For all the reasons given above, cost is not a relevant determination of sample size, but this ignores practical reality. Some trade-off must be achieved between increased reliability and accuracy in the data arising from a larger size sample and increased cost, so that an optimum level is achieved. If cost is allowed to be the determinant of sample size then the implications for reliability and accuracy must be recognized and not ignored as is so often the case. It cannot be expected that the same quality of results will be achieved from a small sample as from a large sample. However, it is unnecessary to generate a high level of precision in research results when other areas surrounding the problem under consideration are subject to an even higher degree of error. Time is another important element in that the shorter the time in which results are required, then the less time available for fieldwork and the smaller the size of sample that can be achieved in the time limits set. Finally, suitably trained interviewers may simply not be available to meet the needs of a very large and widely spread sampling requirement.
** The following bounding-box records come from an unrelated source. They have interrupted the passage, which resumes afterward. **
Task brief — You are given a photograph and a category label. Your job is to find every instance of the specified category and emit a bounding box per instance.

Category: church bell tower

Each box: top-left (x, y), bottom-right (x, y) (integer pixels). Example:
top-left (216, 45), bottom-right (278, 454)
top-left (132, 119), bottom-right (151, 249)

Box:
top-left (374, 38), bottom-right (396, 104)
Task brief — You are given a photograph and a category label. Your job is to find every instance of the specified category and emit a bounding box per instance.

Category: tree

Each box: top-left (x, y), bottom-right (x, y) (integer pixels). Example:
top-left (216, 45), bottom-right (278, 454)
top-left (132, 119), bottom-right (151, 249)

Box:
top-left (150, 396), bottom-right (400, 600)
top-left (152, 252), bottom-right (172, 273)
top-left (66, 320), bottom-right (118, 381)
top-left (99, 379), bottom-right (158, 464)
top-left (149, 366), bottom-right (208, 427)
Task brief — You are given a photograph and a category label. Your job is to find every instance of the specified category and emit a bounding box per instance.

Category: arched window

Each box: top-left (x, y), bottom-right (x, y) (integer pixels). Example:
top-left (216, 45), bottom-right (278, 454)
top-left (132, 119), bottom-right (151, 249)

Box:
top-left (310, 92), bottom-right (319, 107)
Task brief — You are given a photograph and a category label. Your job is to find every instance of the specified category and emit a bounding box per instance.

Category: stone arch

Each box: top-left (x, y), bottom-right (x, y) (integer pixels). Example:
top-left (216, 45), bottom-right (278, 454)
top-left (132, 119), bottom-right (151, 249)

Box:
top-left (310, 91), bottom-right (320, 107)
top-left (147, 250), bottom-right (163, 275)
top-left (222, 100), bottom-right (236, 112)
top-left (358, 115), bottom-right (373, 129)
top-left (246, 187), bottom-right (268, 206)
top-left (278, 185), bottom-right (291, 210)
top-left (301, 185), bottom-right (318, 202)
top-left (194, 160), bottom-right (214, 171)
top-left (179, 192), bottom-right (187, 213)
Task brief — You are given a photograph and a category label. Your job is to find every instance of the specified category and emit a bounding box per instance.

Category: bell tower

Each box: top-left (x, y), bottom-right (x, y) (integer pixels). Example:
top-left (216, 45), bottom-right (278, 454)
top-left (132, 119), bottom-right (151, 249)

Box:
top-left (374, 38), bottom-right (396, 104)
A number of factors have been shown to be relevant in determining sample size. This demonstrates that the appropriate sample size must be worked out with respect to the needs of each particular survey. However, most beginners in a subject area like some rough clues as to the order of size that may be 'usual'. As 'rule of thumb' guidelines only, the following points may be helpful. In general, for acceptable statistical validity of results generated from quantitative surveys, any subgroup containing fewer than 100 respondents should be treated with extreme caution in statistical analysis. Numbers below 50 respondents should not be subjected to statistical analysis at all. The normal range of sample sizes used in national samples for many consumer goods is 1500-2000 respondents. Minimum sample sizes for quantitative consumer surveys are in the order of 300-500 respondents. The upper limits of size of sample have been pushed very high by the Government's National Housing Survey including 100,000 households, but this is most unusual.

The points made above with respect to sample size have been derived from sampling theory, which forms the basis for random sampling. In the case of quota sampling, or of variations to the random procedure such as multi-stage and random location, it is usual to increase the size of the sample to compensate for any inaccuracies introduced by the sampling procedure. Alternatively, a 'design factor' may be used to reduce the confidence level and accuracy in the results, and compensate for the limitations of the non-random sampling techniques in this way.

As a final note on sampling, it should be mentioned that the only time when the size of the underlying population needs be taken into account in considering the size of the sample to be drawn from it, is when the size of the sample required is likely to account for 10 per cent or more of the population.